A.16. Le Conseil des ministres considère que les données collectées par le fonds notarial en vertu de l’article 117, § 6, alinéa 3, 3°, de la loi du 16 mars 1803, en ce compris l’identification du défunt, sont nécessaires pour permettre au fonds de contrôler le nombre d’actes de renonciation qu’un notaire a reçus pour une même succession, le législateur ayant expressément attribué cette mission au fonds notarial par l’alinéa ajouté à l’article 117, § 1er, de la loi du 16 mars 1803, en vertu duquel le fonds soutient les notaires dans le cadre de leurs missions sociales et sociétales. Le Conseil des ministres ajoute que, si les notaires sont soumis à l’obligation de regrouper, quand c’est possible, toutes les déclarations de succession dans le cadre d’un seul acte, c’est parce que, vu la nature spécifique de leur rôle, leur monopole et la confiance que le public place en eux, certains d’entre eux pourraient être incités à augmenter leurs revenus globaux en multipliant le nombre d’actes traités. Le regroupement de plusieurs déclarations en un seul acte entraîne également des frais pour le notaire. De plus, le simple fait d’être contraint de communiquer les données prévues à l’article 117, § 6, alinéa 3, 3°, de la loi du 16 mars 1803 au fonds notarial a un effet dissuasif.

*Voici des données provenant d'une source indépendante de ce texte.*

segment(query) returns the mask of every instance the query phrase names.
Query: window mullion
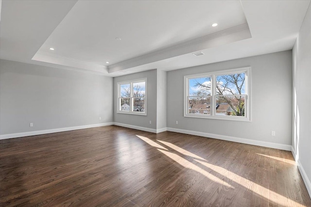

Le Conseil des ministres relève que c’est uniquement les nom, prénoms et numéro d’identification du défunt qui sont collectés, à l’exclusion de ceux du renonçant.
A.17. Les parties requérantes répondent que, comme en ce qui concerne la première branche, c’est au regard de finalités déterminées et explicites que la pertinence, l’adéquation et la nécessité des données collectées doivent être examinées, et non au regard d’une mission du responsable du traitement des données définie seulement de manière générale. Elles soulignent que les finalités des données collectées en vertu de l’article 117, § 6, alinéa 3, 3°, de la loi du 16 mars 1803 sont prévues à l’article 117, § 6, alinéa 5, de la même loi, ce qu’attestent les travaux préparatoires, puisque le législateur, en réponse à l’avis de l’Autorité de protection des données, a indiqué qu’il était préférable de ne pas énumérer, dans le paragraphe 1er de l’article 117, précité, les différentes missions du fonds notarial, dès lors que toutes ces missions sont décrites de manière claire et exhaustive « dans l’article 117
même » (Doc. parl., Chambre, 2021-2022, DOC 55-2868/001, p. 52). Elles ajoutent que les missions du fonds décrites aux paragraphes 3 à 5 de cette disposition n’incluent clairement pas le contrôle du respect, par les notaires, de leur obligation de regrouper, dans la mesure du possible, les déclarations de renonciation à succession dans un seul acte.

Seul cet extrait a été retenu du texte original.